Rachelle and I decided the hell with the attempts at low lights and decided to bleach the hell out of strands of hair to give it some sort of highlights. She made me don another frosting cap. She snatched and pulled hair through the cap. She mixed up a third batch of goop, this time it consisted of bleach and who knows what. It’s a secret recipe. She painted the strands of hair sticking out of the cap, put a plastic salad bag on my head and put me under the dryer to cook.
I cooked. The bleach frothed. The hair hid. Rachelle cut someone else’s hair while we waited for the glorious Avatar hair to appear. 3 and ½ hours after we began the process, Rachelle once again rinsed the hair. Removed the cap. Shampooed the hair. Never said a word. She toweled the hair and sent me to the cutting chair. I removed the towel, but kept my doubt. I didn’t see any white. I didn’t see any highlights. I didn’t see Avatar hair.

Rachelle rushed over and suggested we dry the hair before we throw any towels, in or otherwise. She dried the hair. Snipped it. Cut it with scissors missing huge chunks of their cutting edges. Trimmed. Dried. Styled. All the while professing she didn’t know why the hair was not white. She didn’t know why after all these chemicals the hair was still on my head. She didn’t know why we weren’t at the bar drinking margaritas. It was after all Cinco de Mayo.
I kept glancing at the Avatar and wondered where I had gone wrong. Could it have been my choice of hairstylists? Could it have been my choice of days? Could it have been my choice not to drink before I had my hair done? Could it have been that no one looks like an Avatar?

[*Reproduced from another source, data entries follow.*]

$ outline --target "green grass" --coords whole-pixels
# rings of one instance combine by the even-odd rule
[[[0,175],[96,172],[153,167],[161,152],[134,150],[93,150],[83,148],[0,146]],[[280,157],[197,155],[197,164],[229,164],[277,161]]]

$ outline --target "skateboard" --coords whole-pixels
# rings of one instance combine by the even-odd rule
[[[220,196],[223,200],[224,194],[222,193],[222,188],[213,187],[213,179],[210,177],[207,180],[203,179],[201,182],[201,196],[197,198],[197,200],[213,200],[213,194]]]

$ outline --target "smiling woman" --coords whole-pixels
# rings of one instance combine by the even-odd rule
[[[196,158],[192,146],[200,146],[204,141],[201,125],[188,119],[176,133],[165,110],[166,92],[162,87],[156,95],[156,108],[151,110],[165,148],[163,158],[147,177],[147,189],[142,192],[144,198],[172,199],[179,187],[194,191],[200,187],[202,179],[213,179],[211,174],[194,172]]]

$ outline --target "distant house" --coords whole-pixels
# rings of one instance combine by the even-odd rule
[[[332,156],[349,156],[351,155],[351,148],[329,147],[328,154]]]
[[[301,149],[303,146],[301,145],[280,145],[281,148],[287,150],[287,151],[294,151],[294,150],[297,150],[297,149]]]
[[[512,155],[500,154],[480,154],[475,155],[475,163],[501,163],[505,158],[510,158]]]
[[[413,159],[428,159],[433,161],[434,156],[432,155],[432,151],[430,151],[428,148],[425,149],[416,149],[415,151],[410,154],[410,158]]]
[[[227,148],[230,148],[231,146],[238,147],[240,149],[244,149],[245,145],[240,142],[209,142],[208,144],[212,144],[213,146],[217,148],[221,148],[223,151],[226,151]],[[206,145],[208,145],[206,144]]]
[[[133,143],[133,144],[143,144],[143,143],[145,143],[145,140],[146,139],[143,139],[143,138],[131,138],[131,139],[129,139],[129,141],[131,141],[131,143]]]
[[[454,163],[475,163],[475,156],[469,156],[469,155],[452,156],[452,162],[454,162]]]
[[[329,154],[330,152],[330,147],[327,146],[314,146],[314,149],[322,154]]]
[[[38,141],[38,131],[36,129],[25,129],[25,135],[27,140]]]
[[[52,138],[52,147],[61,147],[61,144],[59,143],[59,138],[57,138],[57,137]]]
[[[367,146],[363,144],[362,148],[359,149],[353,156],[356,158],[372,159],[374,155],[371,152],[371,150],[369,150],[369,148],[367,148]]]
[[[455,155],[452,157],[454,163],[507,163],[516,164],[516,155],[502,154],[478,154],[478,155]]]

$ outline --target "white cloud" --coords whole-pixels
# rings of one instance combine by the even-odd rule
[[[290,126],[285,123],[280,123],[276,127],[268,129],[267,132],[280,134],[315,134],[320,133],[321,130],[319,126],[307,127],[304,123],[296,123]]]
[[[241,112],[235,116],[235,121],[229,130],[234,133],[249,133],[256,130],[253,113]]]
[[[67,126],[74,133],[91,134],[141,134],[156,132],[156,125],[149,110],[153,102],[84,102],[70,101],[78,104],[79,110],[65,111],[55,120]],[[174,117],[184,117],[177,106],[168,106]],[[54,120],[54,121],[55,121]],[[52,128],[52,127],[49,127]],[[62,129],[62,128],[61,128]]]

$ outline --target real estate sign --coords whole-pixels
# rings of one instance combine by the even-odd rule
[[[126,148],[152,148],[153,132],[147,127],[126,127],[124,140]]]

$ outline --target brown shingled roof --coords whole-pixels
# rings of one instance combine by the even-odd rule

There seemed to be nothing to do but say What The Hell. Leave the hair to the hair Gods. Head to the bar. And curse the unnatural Avatar with the unnatural hair. People try so hard to make their Avatars look like who they are or want to be. I tried to do it in reverse and look like the Avatar. Don’t try it. It’s not worth the goop, lost time, curse words, and hairstylist. I’m sure I’ll have to look for a new stylist the next time I want or need my hair done. Rachelle is checking herself in to the local mental health facility. Last seen Rachelle was mumbling something to the staff about Avatars. The staff didn’t understand. But then, neither do I. I’m just keeping my mouth shut.